The title may be a bit misleading so allow me to explain the setup:
We have a “configurable actor” system whereby a fairly barebones “container” actor is spawned, and then components and subobjects are added to that actor at runtime, based on a replicated ‘configuration’ set by the Server (which is just a replicated UPROPERTY on the actor itself). The system makes garauntees that all those subobjects are spawned on each connection with deterministic names, and are net-addressable/stable. For simplicities sake, the configuration can only be set once (at spawn time), and never changes thereafter (COND_InitialOnly). So far this all works just fine.
However, we now want one of those spawned components to be replicated, and have replicated properties. The issue we are running into is that when the client receives the actor, it first has to async-load the contents of the configuration data before it can apply it. There is a window where the actor has been received and is spawned, but hasn’t yet created those components. All the code surrounding these actors is sympathetic to this.
So far this hasn’t been a problem for things like replicated object references to those components etc. which seem to auto-resolve once we create the objects client-side. However, it is a problem for replicated properties of that object, which trigger errors such as “ReadContentBlockPayload() failing to find/create an object” or “Failed to map GUID” etc. (Iris & Legacy).
What I was hoping for, is a way to mark the object/bunch as if to say “if you can’t find this object right away, wait until the client creates it locally”, and store the received data in before applying it when the object is created client-side. Obviously this would be a special case but I assume there is already partial support for this when it comes to async-loading actors for instance, as the actor may not yet be spawned client-side.

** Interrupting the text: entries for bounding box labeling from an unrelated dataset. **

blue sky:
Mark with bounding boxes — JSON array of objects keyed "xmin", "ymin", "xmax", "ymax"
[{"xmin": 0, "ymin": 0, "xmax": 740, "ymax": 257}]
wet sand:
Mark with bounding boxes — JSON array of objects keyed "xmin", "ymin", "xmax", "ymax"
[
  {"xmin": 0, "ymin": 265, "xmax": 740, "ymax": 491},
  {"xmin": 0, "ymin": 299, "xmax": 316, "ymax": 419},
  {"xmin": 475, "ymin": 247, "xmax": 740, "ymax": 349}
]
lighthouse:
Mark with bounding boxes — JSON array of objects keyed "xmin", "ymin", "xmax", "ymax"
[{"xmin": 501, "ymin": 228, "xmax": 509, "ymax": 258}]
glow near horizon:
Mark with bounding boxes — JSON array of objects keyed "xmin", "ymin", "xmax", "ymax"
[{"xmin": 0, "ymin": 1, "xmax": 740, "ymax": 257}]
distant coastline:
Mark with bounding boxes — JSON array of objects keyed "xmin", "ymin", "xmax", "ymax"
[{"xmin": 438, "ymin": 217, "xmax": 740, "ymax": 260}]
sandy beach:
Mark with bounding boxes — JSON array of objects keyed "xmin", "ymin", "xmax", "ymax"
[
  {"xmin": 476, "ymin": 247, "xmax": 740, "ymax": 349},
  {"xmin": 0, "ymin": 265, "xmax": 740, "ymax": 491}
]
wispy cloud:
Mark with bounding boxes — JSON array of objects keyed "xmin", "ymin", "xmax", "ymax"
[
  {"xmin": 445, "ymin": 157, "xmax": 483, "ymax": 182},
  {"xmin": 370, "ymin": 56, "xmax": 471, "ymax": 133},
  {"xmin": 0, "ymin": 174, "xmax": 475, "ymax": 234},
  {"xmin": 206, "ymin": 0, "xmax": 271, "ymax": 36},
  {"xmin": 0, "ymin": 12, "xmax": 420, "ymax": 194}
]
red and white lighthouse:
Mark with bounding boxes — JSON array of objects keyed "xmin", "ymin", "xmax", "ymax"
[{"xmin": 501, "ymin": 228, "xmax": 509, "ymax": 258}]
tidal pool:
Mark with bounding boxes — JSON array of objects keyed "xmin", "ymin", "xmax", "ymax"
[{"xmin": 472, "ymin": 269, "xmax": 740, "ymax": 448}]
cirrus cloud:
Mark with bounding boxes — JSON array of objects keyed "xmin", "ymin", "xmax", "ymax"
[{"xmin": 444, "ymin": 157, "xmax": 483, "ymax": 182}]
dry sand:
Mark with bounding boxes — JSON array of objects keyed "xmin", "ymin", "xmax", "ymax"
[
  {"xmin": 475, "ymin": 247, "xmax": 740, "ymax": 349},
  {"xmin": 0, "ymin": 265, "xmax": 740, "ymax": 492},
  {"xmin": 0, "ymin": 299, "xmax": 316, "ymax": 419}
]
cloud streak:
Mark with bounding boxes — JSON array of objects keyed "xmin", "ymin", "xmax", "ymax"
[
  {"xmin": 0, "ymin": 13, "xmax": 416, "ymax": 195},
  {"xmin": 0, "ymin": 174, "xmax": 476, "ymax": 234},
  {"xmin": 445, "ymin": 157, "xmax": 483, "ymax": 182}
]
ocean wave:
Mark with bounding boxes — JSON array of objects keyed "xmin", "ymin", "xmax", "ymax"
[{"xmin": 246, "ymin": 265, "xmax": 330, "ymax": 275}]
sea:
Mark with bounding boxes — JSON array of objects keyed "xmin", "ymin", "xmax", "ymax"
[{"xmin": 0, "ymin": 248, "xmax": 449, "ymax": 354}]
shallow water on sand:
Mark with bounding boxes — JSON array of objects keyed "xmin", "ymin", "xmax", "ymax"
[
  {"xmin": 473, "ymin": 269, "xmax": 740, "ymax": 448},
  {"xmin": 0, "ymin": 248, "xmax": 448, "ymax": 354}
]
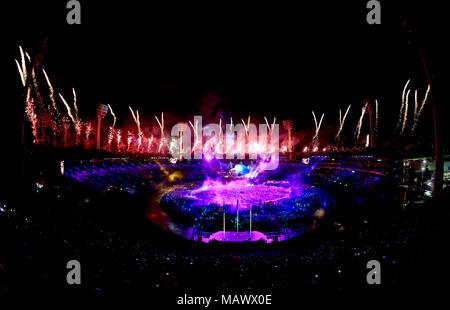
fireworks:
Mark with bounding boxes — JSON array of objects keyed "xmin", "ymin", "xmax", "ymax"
[
  {"xmin": 312, "ymin": 111, "xmax": 325, "ymax": 144},
  {"xmin": 116, "ymin": 129, "xmax": 122, "ymax": 151},
  {"xmin": 58, "ymin": 93, "xmax": 76, "ymax": 124},
  {"xmin": 395, "ymin": 79, "xmax": 411, "ymax": 132},
  {"xmin": 127, "ymin": 131, "xmax": 133, "ymax": 152},
  {"xmin": 411, "ymin": 85, "xmax": 430, "ymax": 134},
  {"xmin": 400, "ymin": 89, "xmax": 411, "ymax": 135},
  {"xmin": 108, "ymin": 103, "xmax": 116, "ymax": 128},
  {"xmin": 25, "ymin": 98, "xmax": 39, "ymax": 143},
  {"xmin": 336, "ymin": 104, "xmax": 351, "ymax": 143},
  {"xmin": 155, "ymin": 112, "xmax": 166, "ymax": 152},
  {"xmin": 355, "ymin": 105, "xmax": 367, "ymax": 142},
  {"xmin": 85, "ymin": 122, "xmax": 92, "ymax": 142},
  {"xmin": 375, "ymin": 99, "xmax": 378, "ymax": 137}
]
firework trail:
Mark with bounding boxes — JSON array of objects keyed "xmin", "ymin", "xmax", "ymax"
[
  {"xmin": 19, "ymin": 46, "xmax": 28, "ymax": 86},
  {"xmin": 312, "ymin": 111, "xmax": 325, "ymax": 142},
  {"xmin": 189, "ymin": 120, "xmax": 200, "ymax": 152},
  {"xmin": 264, "ymin": 116, "xmax": 277, "ymax": 132},
  {"xmin": 411, "ymin": 85, "xmax": 430, "ymax": 134},
  {"xmin": 72, "ymin": 88, "xmax": 79, "ymax": 120},
  {"xmin": 58, "ymin": 93, "xmax": 76, "ymax": 124},
  {"xmin": 155, "ymin": 112, "xmax": 166, "ymax": 152},
  {"xmin": 14, "ymin": 59, "xmax": 25, "ymax": 87},
  {"xmin": 108, "ymin": 103, "xmax": 116, "ymax": 128},
  {"xmin": 25, "ymin": 98, "xmax": 39, "ymax": 143},
  {"xmin": 336, "ymin": 104, "xmax": 351, "ymax": 142},
  {"xmin": 85, "ymin": 122, "xmax": 92, "ymax": 142},
  {"xmin": 42, "ymin": 69, "xmax": 61, "ymax": 122},
  {"xmin": 400, "ymin": 89, "xmax": 411, "ymax": 135},
  {"xmin": 147, "ymin": 136, "xmax": 153, "ymax": 153},
  {"xmin": 395, "ymin": 79, "xmax": 411, "ymax": 132},
  {"xmin": 108, "ymin": 126, "xmax": 115, "ymax": 151},
  {"xmin": 414, "ymin": 89, "xmax": 419, "ymax": 120},
  {"xmin": 58, "ymin": 93, "xmax": 83, "ymax": 145},
  {"xmin": 127, "ymin": 131, "xmax": 133, "ymax": 152},
  {"xmin": 129, "ymin": 107, "xmax": 141, "ymax": 133},
  {"xmin": 355, "ymin": 105, "xmax": 366, "ymax": 142},
  {"xmin": 241, "ymin": 116, "xmax": 250, "ymax": 136},
  {"xmin": 116, "ymin": 129, "xmax": 122, "ymax": 151},
  {"xmin": 137, "ymin": 131, "xmax": 144, "ymax": 152},
  {"xmin": 375, "ymin": 99, "xmax": 378, "ymax": 137}
]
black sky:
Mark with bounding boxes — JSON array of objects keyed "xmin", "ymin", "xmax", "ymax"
[{"xmin": 1, "ymin": 1, "xmax": 445, "ymax": 146}]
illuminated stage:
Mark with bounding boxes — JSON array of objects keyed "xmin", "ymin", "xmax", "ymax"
[{"xmin": 64, "ymin": 156, "xmax": 386, "ymax": 243}]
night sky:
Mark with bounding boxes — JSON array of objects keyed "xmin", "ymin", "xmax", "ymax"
[{"xmin": 1, "ymin": 1, "xmax": 445, "ymax": 145}]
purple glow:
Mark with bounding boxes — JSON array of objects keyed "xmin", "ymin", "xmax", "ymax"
[{"xmin": 191, "ymin": 179, "xmax": 291, "ymax": 208}]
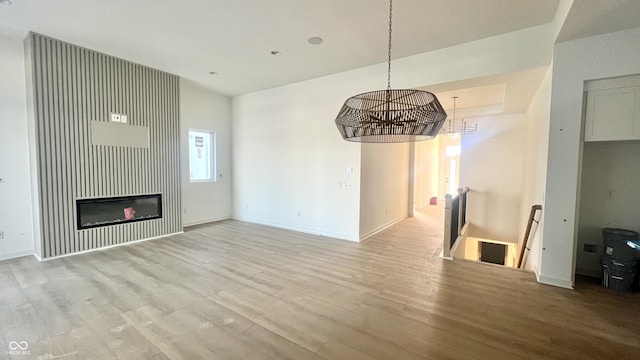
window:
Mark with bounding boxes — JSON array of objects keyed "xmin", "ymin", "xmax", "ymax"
[{"xmin": 189, "ymin": 129, "xmax": 216, "ymax": 182}]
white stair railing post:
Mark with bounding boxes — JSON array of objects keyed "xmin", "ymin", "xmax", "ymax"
[{"xmin": 456, "ymin": 188, "xmax": 465, "ymax": 238}]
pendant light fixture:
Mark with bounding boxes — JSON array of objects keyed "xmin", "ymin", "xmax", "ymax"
[
  {"xmin": 440, "ymin": 96, "xmax": 478, "ymax": 137},
  {"xmin": 336, "ymin": 0, "xmax": 447, "ymax": 143}
]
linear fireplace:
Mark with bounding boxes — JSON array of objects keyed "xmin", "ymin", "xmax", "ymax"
[{"xmin": 76, "ymin": 194, "xmax": 162, "ymax": 230}]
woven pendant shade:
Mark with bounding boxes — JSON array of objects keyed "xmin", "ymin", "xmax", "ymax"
[{"xmin": 336, "ymin": 89, "xmax": 447, "ymax": 143}]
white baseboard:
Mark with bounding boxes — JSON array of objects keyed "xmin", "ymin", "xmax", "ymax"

My hope is that marking the objects as stably-named and net addressable would do this naturally. I’ve also tried using SetIsNetStartupComponent() for example, but it doesn’t appear to be referenced anywhere in the engine.
It’s a similar problem I’ve seen before with procedural level generation, where clients generate the level deterministically, and actor references/replicated properties are applied to the deterministically-spawned actors. Is there any reason that same logic can’t be applied to subobjects?
Note that this is only an issue if the client doesn’t spawn the subobject on the same frame. If the configuration is loaded synchronously, all the objects are spawned before the actors’ bunches are read-in, and everything works/resolves just fine. It’s only a problem when there is latency between the replicated object data being received, and the client spawning it.